Figure 7 updated — Figure 7. An exaggerated illustration of the oscillation of a wheelset in tangent track caused by the rolling radius difference.

Consider a vehicle running through a tangent section of track. Counterintuitively, it does not move in a straight line down the track. Nor should it. To do so would be undesirable, leading to hollow worn wheels, conformal contact, and flattened rail profiles, Skoblenick said. Instead, the rolling radius difference (ΔR) of each wheelset induces a horizontal oscillating motion (see Figure 7) as one wheel’s radius increases and the other’s decreases until the difference is such that the wheelset is steered back the other direction. “Ideally, the oscillation cycle (i.e. the lateral offset) is in the ± 2 mm to 4 mm range. The wavelength [of the oscillation] is dependent on the effective conicity of the wheelset, wheel radius, track gage, and speed—at 30 kph, for example, a 10-meter wave is typical,” he said.

Figure 8. A graph showing an ideal smoothly increasing rolling radius difference as the wheelset shifts laterally (red line) versus the less even/more abrupt shifts in the ΔR of the APTA 340 wheel (purple line).

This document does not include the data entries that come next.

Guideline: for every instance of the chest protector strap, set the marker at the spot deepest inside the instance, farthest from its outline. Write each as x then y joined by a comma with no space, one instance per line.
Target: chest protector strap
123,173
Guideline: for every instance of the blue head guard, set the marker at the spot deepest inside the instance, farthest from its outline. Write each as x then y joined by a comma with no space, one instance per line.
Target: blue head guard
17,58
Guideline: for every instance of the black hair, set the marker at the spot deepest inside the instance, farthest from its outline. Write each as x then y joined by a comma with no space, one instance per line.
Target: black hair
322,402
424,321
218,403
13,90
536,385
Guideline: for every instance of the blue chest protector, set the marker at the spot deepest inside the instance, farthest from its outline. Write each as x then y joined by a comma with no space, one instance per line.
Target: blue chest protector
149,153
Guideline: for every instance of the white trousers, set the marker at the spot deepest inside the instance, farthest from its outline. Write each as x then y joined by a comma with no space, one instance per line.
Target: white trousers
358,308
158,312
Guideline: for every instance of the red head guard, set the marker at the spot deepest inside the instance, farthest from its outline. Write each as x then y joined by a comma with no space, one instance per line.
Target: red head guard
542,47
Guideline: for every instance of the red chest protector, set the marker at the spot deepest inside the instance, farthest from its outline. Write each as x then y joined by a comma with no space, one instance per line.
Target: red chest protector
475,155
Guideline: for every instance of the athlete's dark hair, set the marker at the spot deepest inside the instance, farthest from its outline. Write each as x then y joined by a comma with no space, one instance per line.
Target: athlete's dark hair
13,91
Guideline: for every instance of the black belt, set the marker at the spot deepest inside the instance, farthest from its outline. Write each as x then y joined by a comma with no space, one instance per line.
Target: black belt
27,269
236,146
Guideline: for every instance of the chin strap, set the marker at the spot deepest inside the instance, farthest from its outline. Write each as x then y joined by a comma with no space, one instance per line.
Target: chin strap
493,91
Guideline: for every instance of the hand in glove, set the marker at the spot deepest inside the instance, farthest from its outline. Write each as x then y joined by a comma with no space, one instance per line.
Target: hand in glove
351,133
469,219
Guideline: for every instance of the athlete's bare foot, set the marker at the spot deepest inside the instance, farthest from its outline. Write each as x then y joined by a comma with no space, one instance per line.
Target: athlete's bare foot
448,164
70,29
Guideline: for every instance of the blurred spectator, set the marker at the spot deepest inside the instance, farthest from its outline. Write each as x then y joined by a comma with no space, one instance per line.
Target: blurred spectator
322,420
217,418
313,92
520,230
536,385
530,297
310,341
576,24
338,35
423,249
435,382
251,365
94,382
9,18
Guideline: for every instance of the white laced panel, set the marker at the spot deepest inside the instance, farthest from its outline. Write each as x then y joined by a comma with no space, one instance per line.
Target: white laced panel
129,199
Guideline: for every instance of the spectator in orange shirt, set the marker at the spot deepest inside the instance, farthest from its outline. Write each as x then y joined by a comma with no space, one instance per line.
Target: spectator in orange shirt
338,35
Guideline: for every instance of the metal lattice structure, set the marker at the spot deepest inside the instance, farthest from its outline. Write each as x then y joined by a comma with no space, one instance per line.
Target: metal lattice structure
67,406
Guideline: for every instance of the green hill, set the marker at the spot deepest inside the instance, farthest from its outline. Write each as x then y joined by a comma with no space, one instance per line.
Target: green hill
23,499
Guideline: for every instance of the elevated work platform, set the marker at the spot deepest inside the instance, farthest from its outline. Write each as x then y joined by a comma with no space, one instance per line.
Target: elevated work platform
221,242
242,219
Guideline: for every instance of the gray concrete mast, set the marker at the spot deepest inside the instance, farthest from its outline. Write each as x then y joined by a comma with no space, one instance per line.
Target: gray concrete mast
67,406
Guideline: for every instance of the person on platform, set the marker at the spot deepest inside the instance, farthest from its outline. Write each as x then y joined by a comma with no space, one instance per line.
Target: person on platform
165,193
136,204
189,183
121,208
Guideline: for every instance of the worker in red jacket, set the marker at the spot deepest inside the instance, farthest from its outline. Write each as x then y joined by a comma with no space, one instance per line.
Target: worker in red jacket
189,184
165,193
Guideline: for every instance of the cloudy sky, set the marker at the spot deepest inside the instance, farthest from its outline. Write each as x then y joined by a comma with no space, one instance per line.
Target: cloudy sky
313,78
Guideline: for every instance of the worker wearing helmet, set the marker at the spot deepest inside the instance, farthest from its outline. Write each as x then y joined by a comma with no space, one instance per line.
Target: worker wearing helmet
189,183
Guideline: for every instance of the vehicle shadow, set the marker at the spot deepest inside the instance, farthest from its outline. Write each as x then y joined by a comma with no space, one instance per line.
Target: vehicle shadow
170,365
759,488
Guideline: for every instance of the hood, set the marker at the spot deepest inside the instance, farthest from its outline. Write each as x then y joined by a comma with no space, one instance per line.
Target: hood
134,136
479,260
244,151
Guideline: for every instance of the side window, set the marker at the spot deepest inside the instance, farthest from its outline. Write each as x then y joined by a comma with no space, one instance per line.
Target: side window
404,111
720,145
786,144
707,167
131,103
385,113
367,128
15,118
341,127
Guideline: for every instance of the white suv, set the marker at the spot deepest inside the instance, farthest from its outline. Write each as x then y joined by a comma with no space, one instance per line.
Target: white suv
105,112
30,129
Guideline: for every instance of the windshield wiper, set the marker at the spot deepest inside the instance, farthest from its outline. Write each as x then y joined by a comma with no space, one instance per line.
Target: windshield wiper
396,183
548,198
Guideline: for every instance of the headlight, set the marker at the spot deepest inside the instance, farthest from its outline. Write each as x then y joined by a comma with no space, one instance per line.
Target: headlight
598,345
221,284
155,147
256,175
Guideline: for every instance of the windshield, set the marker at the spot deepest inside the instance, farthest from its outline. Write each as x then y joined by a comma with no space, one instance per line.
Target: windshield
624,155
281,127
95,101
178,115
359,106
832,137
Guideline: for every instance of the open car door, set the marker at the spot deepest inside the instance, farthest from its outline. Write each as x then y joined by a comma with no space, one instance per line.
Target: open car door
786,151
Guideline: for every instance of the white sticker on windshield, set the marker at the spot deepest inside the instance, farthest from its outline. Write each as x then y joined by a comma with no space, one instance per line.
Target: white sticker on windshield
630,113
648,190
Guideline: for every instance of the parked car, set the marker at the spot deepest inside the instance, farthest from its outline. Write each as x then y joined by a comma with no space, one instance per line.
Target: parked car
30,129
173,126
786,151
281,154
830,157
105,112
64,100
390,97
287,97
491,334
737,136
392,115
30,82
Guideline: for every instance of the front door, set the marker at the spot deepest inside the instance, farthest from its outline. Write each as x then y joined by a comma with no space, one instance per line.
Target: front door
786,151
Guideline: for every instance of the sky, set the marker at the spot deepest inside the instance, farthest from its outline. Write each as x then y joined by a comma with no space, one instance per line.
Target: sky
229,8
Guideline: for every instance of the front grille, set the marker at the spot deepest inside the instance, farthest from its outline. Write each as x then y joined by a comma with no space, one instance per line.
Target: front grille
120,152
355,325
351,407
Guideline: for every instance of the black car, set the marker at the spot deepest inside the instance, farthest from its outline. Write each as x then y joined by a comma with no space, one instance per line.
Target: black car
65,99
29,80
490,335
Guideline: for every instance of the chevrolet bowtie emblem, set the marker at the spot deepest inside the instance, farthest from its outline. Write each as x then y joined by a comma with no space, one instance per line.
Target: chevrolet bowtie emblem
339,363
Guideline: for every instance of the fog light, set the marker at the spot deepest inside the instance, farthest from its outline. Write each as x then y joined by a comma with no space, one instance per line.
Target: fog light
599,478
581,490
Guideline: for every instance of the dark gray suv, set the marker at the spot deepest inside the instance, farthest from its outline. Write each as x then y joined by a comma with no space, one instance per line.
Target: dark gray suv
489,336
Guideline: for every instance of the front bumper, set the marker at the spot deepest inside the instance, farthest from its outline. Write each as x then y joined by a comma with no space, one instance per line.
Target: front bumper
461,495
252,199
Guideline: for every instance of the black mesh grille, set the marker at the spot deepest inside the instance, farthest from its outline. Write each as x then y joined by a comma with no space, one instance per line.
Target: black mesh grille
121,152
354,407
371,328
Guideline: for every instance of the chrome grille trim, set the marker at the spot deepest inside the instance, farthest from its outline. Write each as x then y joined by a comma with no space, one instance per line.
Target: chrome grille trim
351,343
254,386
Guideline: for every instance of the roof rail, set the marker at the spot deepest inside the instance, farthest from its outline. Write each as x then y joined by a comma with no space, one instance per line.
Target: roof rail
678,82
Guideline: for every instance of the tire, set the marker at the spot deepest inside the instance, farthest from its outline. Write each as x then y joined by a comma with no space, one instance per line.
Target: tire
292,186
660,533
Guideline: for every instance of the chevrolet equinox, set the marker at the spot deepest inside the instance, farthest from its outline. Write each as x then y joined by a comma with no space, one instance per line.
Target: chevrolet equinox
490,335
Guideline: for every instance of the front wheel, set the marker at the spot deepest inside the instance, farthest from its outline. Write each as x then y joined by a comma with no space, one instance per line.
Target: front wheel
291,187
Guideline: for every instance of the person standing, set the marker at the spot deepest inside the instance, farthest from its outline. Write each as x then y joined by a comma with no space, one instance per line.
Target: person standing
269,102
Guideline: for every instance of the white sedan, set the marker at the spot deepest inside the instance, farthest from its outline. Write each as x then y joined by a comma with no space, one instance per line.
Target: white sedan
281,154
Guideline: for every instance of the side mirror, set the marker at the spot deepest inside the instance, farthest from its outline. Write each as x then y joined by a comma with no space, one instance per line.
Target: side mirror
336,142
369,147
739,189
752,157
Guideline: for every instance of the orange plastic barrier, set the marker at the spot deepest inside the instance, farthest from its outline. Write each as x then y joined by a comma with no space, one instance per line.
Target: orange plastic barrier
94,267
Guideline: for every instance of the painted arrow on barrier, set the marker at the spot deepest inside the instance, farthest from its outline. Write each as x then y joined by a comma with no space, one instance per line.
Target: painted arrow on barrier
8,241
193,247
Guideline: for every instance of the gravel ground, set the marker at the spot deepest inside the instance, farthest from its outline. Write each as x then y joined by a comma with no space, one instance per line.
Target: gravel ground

However, the wheelset kinematic motion must be carefully balanced. If the rolling radius difference and steering force is too high or too low, the wheelset will overshoot the ideal oscillation cycle and shift too far laterally. This causes an over-correction in the opposite direction, and so on, cyclically. This behavior—hunting—causes sinusoidal rail wear and typically leads to the development of rail corrugation, Skoblenick said. Single-point wheel/rail contact with an effective conicity between 0.1 and 0.2 is ideal for stability in tangent track. This can also be expressed as a target ΔR between 0.75 mm – 1.00 mm when the wheelset is laterally offset by 3 mm – 4 mm (see Figure 8).

Figure 9. An analysis of a transit line indicating the optimal rolling radius difference (ΔR) necessary to curve without flanging.

When it comes to steering through curves, it’s possible to chart the optimal rolling radius difference (ΔR) necessary to navigate a given curve without flanging (see Figure 9 for an example). An analysis like this can help zero in on the optimal wheel/rail profiles for a given property. Whether a network is predominantly made up of mild curves, or predominantly sharp curves also determines the ideal flange radius, together with the effective conicity for the wheel profile. Higher conicity profiles perform well in sharp curves, for example, but are more prone to hunting in tangent track.

The geometry of wheel-flange/gage-face contact—the contact angle—is another critical parameter. This value is used to calculate wheel climb risk in relation to lateral and vertical forces at the contact patch as described by the Nadal formula. (See The How and Why of L/V-based Thresholds – Interface Journal for more information on wheel climb risk and the Nadal formula.)

The optimization of vehicle stability and ride quality occupies a complex intersection of parameters, variables, and disciplines. Vehicle stability is a goal in itself, and it’s an indicator of nominal systemic conditions. It is also an apt display of the practical application of wheel/rail interaction principles.